Не желая упустить из вида никакую информацию, в которой читатель предположительно может нуждаться, Набоков регистрирует все имеющиеся библиографические подробности о поэме Пушкина. Несмотря на то что он не имел возможности заглянуть в рукописи, малодоступные даже для советских пушкинистов, Набоков тем не менее смог по-новому реконструировать последовательность сохранившихся фрагментов «десятой главы», и его реконструкция ныне принята советскими учеными37. Работая над Пушкиным после целого столетия изысканий, посвященных жизни русского национального поэта, он сумел добавить к ним не так уж и много новых биографических сведений, но, пересказывая различные стороны жизни Пушкина, он сообщал им живую убедительность и привлекал внимание к запутанным моментам, касающимся темы дуэли и рока.
Однако основной его вклад в изучение Пушкина относится к сфере скорее сугубо литературной, нежели биографической или библиографической. Его широкая начитанность и настороженное отношение к восприятию литературы как сочетания правил, приемов и результатов позволили Набокову показать гораздо основательнее, чем то делалось до него, что Пушкин весьма часто опирался на французскую и — через французскую — на английскую литературу. С характерным для него остроумием и изяществом, с неизменной остротой оценок, он привлекает внимание к французскому отголоску в письме Татьяны к Онегину: «Татьяна могла читать (возможно, среди записей на память, сделанных в альбом ее сестры) элегию 1819 г.

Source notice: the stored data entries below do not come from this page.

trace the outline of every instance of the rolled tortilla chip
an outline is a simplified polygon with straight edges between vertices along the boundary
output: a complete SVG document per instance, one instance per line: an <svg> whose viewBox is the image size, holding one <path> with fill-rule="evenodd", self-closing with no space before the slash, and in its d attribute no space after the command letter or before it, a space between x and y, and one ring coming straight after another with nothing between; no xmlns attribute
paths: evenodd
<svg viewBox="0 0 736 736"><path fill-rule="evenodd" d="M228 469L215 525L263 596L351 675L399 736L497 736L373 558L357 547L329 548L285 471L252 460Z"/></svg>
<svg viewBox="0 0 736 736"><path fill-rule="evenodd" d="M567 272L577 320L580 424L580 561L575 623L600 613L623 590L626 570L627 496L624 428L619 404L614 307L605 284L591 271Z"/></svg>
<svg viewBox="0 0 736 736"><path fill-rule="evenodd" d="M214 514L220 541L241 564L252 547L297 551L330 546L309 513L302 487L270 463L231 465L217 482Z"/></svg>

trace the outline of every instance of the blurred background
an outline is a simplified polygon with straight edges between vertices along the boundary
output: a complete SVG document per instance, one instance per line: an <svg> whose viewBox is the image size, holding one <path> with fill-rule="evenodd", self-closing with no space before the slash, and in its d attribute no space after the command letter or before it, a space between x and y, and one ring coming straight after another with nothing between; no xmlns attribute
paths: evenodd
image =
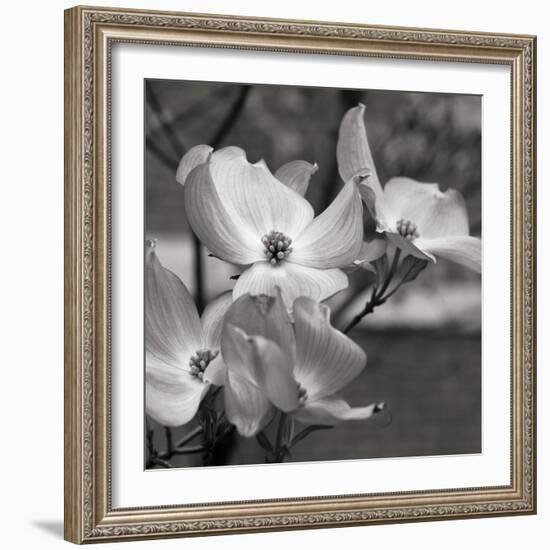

Марселины Деборд-Вальмор (1786–1859), этакого Мюссе в юбке, только без его ума и красочности описаний»38, после чего цитирует соответствующие строки.
Значительной частью своей живости комментарий Набокова обязан тому, что один из критиков называет набоковской эмоциональной лаконичностью, избавляющей нас от утомительной необходимости обращаться к источнику или аллюзии самостоятельно39. Вот часть краткого изложения «Юлии, или Новой Элоизы» Руссо:
Оспу, которой позднее, из соображений сюжетопостроения или эмоционального накала, суждено было заразиться множеству привлекательных персонажей… подхватывает Сен-Пре от больной Юлии, целуя ей на прощание руку, прежде чем отправиться в «voyage autour du monde»[124]. Он возвращается обезображенный оспинами («щербатый» — ч. IV, письмо VIII); лицо Юлии автор щадит, предоставляя ему лишь изредка покрываться преходящей «rougeur»[125]. Сен-Пре гадает, узнают ли они друг друга, и когда это происходит, он с жадностью набрасывается на творог и простоквашу в доме Юлии де Вольмар и погружается в руссоистскую атмосферу, приправленную яйцами, молочными продуктами, овощами, форелью и щедро разбавленным вином.
С художественной точки зрения роман является полной белибердой, однако он содержит ряд отступлений, представляющих исторический интерес, а также отражает изысканную, болезненно впечатлительную и в то же время наивную личность автора40.